Senza spingerci indietro ai compianti White Stripes o ai tanti progetti collaterali come Raconteurs e Dead Weather, basterebbe citare brani come Sixteen Saltines e Freedom at 21 nel primo album solista o la title-track del pluriosannato Lazaretto. Ben inteso, la cifra è sempre quella: il bluesman del ventunesimo secolo, per niente fuori posto e con una gran voglia di contaminare il linguaggio canonico del blues. E Conntected by love in apertura sembra proprio voler marcare la certezza che si stia camminando sul sentiero già solcato: un brano soul in cui il synth che sorregge il discorso sulla strofa viene mangiato dall’organo e dal coro gospel nel refrain. Una prima impressione, che trova conferma nelle tracce successive, è che White abbia lavorato sulla voce affinando ulteriormente l’interpretazione.

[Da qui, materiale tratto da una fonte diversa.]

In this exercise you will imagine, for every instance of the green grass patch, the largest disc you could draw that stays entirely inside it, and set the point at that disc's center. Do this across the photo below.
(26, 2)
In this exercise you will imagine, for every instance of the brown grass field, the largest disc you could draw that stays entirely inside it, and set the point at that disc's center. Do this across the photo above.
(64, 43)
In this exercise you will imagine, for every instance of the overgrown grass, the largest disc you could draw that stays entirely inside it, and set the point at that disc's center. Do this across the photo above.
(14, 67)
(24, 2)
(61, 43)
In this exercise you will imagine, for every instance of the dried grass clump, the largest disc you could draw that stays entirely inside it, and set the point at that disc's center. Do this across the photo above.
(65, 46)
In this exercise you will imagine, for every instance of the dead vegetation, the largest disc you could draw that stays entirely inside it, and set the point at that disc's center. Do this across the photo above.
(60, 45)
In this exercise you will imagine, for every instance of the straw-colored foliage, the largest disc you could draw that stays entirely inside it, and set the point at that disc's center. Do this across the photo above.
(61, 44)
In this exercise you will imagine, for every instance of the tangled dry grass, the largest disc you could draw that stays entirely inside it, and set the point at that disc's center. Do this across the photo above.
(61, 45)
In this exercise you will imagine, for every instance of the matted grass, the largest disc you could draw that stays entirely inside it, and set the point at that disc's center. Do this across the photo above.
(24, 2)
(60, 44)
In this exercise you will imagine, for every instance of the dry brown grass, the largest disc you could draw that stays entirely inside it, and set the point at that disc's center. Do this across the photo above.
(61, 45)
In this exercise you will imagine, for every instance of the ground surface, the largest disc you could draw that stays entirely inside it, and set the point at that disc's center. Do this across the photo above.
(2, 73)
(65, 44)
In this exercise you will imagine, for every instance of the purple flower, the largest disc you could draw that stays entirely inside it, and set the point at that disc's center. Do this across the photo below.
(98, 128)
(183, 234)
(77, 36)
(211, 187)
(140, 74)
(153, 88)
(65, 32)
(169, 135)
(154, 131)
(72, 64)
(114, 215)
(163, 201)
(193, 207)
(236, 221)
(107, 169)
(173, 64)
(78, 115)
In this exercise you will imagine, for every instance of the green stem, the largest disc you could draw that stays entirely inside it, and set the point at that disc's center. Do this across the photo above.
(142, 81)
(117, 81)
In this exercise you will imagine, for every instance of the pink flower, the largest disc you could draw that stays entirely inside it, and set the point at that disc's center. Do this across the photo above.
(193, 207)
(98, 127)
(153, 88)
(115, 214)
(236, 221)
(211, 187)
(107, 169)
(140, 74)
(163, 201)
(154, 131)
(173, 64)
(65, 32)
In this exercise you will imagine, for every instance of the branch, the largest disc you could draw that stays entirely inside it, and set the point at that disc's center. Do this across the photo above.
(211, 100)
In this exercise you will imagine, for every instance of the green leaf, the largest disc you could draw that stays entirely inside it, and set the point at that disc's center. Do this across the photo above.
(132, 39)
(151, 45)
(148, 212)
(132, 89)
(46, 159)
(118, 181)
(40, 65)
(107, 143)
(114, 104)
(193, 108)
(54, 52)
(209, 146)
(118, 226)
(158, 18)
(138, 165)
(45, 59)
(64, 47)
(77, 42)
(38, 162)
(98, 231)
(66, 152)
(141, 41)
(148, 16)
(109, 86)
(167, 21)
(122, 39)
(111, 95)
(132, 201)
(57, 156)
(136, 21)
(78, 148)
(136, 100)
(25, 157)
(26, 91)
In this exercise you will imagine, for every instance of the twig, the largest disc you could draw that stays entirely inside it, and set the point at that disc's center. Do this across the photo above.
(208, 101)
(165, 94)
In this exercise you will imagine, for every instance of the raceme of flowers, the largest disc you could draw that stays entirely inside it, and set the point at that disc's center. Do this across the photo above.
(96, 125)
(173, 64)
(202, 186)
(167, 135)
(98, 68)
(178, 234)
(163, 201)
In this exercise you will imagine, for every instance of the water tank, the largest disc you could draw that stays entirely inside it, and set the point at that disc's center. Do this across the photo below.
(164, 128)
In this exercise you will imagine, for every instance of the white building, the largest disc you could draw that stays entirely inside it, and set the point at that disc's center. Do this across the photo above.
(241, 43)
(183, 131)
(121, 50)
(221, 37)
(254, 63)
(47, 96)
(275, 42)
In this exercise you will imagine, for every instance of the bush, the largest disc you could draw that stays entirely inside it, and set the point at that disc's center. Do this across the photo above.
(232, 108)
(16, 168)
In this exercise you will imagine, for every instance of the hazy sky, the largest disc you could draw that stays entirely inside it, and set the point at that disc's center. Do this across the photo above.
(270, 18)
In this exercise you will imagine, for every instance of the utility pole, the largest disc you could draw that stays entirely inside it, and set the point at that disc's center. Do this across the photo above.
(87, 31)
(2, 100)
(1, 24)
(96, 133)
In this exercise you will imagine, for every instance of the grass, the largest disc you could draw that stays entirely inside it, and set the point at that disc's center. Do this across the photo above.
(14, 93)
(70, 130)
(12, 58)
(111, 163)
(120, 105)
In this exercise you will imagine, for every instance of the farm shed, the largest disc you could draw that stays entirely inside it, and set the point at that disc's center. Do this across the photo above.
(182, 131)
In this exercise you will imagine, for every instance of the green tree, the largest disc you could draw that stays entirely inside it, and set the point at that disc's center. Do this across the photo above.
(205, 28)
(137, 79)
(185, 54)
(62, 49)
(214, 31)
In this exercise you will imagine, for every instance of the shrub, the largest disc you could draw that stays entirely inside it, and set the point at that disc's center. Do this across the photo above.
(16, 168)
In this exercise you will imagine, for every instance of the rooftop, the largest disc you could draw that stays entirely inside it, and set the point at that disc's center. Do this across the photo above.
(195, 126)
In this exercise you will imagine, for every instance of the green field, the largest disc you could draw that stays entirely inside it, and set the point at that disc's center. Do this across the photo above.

Sembra che la tracklist sia stata pensata secondo un’alternanza di sonorità già collaudate e di sperimentazioni libere, come la struttura asimmetrica di Corporation, con una lunga introduzione strumentale in pieno stile afrobeat (le percussioni, in verità, vanno e vengono per tutto l’album) e uno spoken word spiazzante che arriva al terzo minuto, costituendo uno dei brani più interessanti dell’album. Hypermisophoniac gioca principalmente su un loop sintetico che si ripete ossessivamente per tutta la durata del brano, costituendone lo scheletro: l’impressione è che senza quel loop sarebbe un discreto pezzo senz’arte né parte. Ice Station Zebra dà un senso a quel sopracitato “riparto dall’hip hop”, sia per il testo declamato che per i chiari richiami a un old school rap, alla Rockit di Herbie Hancock, per intenderci. Il tutto a dispetto di un pianoforte in apertura che sembra voler introdurre un brano soul. Respect commander è una sorta di compendio della scrittura di Jack White: cambi repentini di beat, un andirivieni di Synth e campionamenti che danno vita a un blues dall’incedere lento, con tanto di assolo finale in overdrive. Insomma, il ragazzo vuole solo divertirsi. E continua a farlo meravigliosamente e senza troppe pretese in Get in the Mind Shaft, mettendo da parte per cinque minuti l’amata chitarra, ma non per sedersi al piano come accade solitamente. Humoresque potrebbe sembrare il classico espediente del brano in pianissimo in fondo alla tracklist, invece chiude meravigliosamente, con una coda magistrale nella sua semplicità: un commiato pacato e signorile in chiusura di disco.

In definitiva, questo lavoro sembra pagare lo scotto di essere stato concepito dopo un acclamato capolavoro come Lazaretto, ma come una buona parte di quei dischi a cui tocca questo fardello, non ha la pretesa di essere una replica del precedente. Il punto a favore è che tutto quello che tocca Jack White diventa meritevole di essere riascoltato e approfondito. Perché, in fondo, la bravura di White sta nel propinarci da anni la stessa minestra riuscendo ogni volta misteriosamente a farcela piacere. E anche stavolta c’è riuscito.